Why deduplication mattered: The bug occurred when users imported contacts from multiple sources (Google, Outlook, phone contacts). The system used array concatenation without Set-based deduplication, causing the same person to appear multiple times with slightly different data formats, breaking the social graph algorithms.

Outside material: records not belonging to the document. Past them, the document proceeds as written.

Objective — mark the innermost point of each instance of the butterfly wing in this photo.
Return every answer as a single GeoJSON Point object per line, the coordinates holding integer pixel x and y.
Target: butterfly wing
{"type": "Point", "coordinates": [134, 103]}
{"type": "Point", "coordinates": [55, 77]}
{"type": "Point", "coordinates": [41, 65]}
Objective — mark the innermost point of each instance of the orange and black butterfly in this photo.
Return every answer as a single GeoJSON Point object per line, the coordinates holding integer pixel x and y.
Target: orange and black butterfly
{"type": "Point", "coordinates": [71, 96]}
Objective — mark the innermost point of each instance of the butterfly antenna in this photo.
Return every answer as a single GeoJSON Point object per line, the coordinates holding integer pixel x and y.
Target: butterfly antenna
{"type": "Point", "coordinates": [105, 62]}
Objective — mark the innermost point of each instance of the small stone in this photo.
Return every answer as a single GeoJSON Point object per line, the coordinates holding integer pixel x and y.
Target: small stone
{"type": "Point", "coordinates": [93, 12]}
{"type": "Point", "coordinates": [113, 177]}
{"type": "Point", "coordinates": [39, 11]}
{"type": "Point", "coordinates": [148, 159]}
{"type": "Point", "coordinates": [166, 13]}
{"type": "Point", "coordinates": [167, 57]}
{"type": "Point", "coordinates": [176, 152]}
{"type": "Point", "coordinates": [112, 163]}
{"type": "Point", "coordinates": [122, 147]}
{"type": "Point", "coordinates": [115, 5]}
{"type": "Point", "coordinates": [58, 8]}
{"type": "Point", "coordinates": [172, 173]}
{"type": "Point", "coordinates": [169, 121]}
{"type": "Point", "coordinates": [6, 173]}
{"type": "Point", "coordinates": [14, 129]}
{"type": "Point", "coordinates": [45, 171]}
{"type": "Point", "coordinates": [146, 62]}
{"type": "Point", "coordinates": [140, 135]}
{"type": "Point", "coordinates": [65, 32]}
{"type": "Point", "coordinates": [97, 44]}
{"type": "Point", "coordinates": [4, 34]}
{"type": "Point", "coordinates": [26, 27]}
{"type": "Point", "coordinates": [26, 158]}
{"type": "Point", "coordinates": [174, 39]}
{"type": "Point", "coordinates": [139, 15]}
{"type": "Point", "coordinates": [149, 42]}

Set operations ensure data integrity: Modern deduplication with `[...new Set([...contacts1, ...contacts2])]` prevents identity pollution in social networks. Combined with Map-based deduplication for objects, this approach maintains clean user relationship data and prevents the algorithmic confusion that degraded user experience.


Master Duplicate Handling: Clean Data Strategy

Use Set-based deduplication when merging arrays of primitives (strings, numbers, IDs) from multiple sources. For object deduplication, choose Map-based approaches that key on unique identifiers. Only resort to manual filtering for complex comparison logic or when working with arrays so large that Set creation becomes a bottleneck.